Rixton was not the first ones to delineate the idea of male abuse. Many singers/ songwriters wrote about the male victims. Previously, however, the meaning of the lyrics was not taken as seriously as they are in today’s world. In 1983, the band Green Day released a song named “Pulling Teeth” to acknowledge male victims of intimate partner violence. “Pulling Teeth” revolves around a man trying to make his partner happy to escape from the beating. The words “She comes to check on me, making sure I'm on my knees, after all she's the one who put me in this state” (cite google lyrics) illustrate the extent of abuse the guy is going through. The phrase “bringing someone to their knees” implies crippling or weakening someone, which is what the abusive woman was trying to do. The song further elaborates on how the man cries all the time for being locked inside the house with no escape route. The heartfelt lyrics of this song show the intentions Green Day had towards educating their audience about this serious matter.

Albeit the candidly moralistic lyrics indicating the uncanny existence of male violence, many listeners disregarded the message sent by Green Day. Out of 130 comments “Pulling Teeth” received on YouTube, only 3 of them recognized the male violence portrayed in this song. Indifferently, the rest of the commenters were either appreciating the band’s vocal artist, or romanticizing the whole song (cite: YouTube). Ironically, many people even daydreamed about making “Pulling Teeth” their wedding song. However, the ones that did understand the concept of this song very briefly confessed to being a victim of an intimate partner relationship without sharing any details. One guy named Fletch responded to a content acknowledging comment tersely, saying “Feels like my ex” (cite: youtube). Fletch professed to being a victim of domestic violence without giving away any emotions, although he broke the cycle (of abuse) and left his partner. Green Day, according to the comments on YouTube, had partial success in reaching out to its audience and educating them of an unbelievable act of male abuse. 

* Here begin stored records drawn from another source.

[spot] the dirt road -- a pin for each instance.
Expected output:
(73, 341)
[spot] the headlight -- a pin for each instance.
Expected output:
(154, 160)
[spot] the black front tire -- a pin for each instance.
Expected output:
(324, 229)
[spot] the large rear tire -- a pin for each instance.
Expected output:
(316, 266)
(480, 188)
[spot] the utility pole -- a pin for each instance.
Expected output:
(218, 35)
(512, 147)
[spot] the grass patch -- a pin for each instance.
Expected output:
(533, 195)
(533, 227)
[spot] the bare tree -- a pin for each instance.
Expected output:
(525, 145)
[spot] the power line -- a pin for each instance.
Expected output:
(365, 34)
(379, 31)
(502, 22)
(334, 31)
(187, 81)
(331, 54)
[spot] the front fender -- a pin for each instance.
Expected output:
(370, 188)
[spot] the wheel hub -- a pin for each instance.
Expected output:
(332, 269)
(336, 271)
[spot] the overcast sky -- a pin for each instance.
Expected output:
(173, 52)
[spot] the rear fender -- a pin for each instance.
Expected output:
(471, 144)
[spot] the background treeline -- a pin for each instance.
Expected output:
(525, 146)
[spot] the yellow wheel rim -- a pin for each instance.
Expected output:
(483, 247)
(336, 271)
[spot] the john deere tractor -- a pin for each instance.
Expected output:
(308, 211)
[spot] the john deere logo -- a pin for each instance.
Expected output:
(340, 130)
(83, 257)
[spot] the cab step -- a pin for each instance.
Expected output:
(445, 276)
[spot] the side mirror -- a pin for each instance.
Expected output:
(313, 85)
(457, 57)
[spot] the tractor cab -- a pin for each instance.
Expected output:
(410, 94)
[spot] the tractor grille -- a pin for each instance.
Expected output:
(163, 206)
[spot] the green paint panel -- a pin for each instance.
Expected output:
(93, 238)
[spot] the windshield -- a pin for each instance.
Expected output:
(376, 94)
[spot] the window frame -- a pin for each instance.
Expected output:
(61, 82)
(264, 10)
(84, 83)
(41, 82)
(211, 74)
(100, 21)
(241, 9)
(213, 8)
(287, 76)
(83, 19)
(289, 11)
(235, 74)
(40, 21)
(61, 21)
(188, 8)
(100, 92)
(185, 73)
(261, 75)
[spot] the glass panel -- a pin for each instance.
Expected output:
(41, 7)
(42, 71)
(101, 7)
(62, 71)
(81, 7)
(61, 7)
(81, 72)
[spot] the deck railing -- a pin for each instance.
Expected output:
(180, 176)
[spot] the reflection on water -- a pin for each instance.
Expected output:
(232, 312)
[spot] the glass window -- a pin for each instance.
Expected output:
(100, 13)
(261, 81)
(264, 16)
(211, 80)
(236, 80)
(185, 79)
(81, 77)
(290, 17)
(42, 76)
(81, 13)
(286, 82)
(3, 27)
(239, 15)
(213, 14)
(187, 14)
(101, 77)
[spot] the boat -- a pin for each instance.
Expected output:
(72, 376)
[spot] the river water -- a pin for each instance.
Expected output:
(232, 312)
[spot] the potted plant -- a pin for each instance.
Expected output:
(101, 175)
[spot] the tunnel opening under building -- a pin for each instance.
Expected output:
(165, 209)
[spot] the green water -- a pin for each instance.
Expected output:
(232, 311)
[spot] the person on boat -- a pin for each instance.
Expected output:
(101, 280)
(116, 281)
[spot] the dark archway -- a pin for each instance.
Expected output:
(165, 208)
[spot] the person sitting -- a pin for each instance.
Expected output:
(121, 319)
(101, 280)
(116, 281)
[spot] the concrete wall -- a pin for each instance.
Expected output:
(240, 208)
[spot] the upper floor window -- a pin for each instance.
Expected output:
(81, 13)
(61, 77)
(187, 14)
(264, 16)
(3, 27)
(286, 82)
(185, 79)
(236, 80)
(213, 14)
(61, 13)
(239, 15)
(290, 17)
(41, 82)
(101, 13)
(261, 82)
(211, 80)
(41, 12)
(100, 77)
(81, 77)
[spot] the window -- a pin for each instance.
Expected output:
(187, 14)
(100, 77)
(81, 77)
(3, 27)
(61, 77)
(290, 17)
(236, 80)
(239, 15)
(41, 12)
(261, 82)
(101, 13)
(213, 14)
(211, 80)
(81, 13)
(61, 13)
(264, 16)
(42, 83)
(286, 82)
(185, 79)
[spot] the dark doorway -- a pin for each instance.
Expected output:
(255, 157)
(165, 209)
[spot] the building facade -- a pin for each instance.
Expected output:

Be it “Love the Way You Lie,” “Hotel Ceiling,” “Pulling Teeth” or any other song with a similar theme, all of them discussed the presence of abuse, feelings of the victims and breaking the cycle of violence (breaking up). However, the story does not end with just breaking the abusive relationship cycle, it starts from there. The aftereffects of violence haunt the survivors for the rest of their lives. Thus, many organizations are working to help them in different ways. One frequently used technique to treat the survivors is music therapy. Music therapy is a relatively new and effective approach to calm the survivors down. In this type of therapy, survivors are asked to hear and compose different songs that connect to their situation and convey the message their words could not. The therapy has helped them overcome their nightmares and alleviate depression (as quoted in Minor, 2015). Moreover, the songs have made the survivors realize they are not alone. If celebrities can get over the trauma caused by their partners, then so can they. In a research conducted by Illinois State University, 13 survivors of the abuse participated and generally showed signs of improvement (Minor, 2015).